Elmira and the other higher education institutions already support the mental health and wellness of their students through individual counseling models, student engagement, and other initiatives. However, this is the first inter-institutional model that supports the mental health and wellness of students, faculty, and staff. The TIG in Higher Education initiative, which launched in the spring, is a partnership with the Upstate New York College Collaboration (UNYCC) and Coordinated Care Services, Inc., (CCSI), the organization that delivers the trauma response program to assist institutions in effectively responding to the challenges facing students and campuses more broadly.

"I advocated for this intensive training for Campus Life staff so that, as a team, we could collaborate more closely with other higher education institutions to expand our breadth of resources to better support the needs of our students who may be experiencing a crisis related to trauma, chronic illness, and grief," said Elizabeth Lambert, Vice President of Campus Life and Dean of Students at Elmira College.

One major goal of the pilot experience includes the formation of a UNYCC working group that is trained in, and adopts, TIG’s strategy of sharing resources to benefit participating institutions beyond what could be achieved individually. Additionally, as a result of this pilot experience, these colleges and universities will have developed the capacity to diminish the impact of significant events in higher education environments.

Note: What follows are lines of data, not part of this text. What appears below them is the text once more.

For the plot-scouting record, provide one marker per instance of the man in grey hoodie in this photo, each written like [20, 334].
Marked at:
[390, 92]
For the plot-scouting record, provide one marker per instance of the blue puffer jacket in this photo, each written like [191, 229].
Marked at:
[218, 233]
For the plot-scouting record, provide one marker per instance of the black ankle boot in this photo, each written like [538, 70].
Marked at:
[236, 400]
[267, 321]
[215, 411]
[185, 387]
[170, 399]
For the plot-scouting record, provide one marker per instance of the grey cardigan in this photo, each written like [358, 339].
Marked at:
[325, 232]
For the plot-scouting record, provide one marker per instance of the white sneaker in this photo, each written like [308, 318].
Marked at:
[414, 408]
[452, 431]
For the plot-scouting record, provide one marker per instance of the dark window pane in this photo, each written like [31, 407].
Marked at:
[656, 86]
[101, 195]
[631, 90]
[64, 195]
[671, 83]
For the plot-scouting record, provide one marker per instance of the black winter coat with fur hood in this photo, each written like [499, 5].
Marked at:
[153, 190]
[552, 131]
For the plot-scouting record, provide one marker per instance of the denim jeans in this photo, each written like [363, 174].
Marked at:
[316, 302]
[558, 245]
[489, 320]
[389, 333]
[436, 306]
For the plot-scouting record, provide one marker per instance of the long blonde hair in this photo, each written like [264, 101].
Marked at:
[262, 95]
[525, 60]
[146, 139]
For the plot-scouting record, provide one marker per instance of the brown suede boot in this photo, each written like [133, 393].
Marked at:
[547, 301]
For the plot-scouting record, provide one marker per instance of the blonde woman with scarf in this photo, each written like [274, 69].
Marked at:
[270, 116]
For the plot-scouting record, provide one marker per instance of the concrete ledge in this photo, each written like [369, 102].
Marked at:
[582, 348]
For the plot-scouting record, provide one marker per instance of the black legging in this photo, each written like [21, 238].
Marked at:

To participate, each college and university designated a team of up to 10 professionals who participated in a 40-hour training series that includes evidence-based crisis response skills. Six Elmira College employees attended and the inaugural higher ed group finished training this summer. The TIG approach is based on a trauma-informed response model that teaches the participants how to be aware of trauma, illness, and grief on a larger scale. The modules include grief and loss, trauma, suicide risk and intervention, chronic and acute illness, school violence, TIG implementation, and critical incident stress management. For more information, visit

"It has been great to take the content and information learned from the TIG training and be able to implement the model into our campus,” said Jaime Panos M.S. ’18, Assistant Dean of Students at Elmira College. “The Residence Life team has been able to implement a new debrief model for all of our resident assistants and professional staff members after handling traumatic and stressful situations on campus. And the team of administrators who attended the training continues to look for more ways we can implement this training to better support our student population."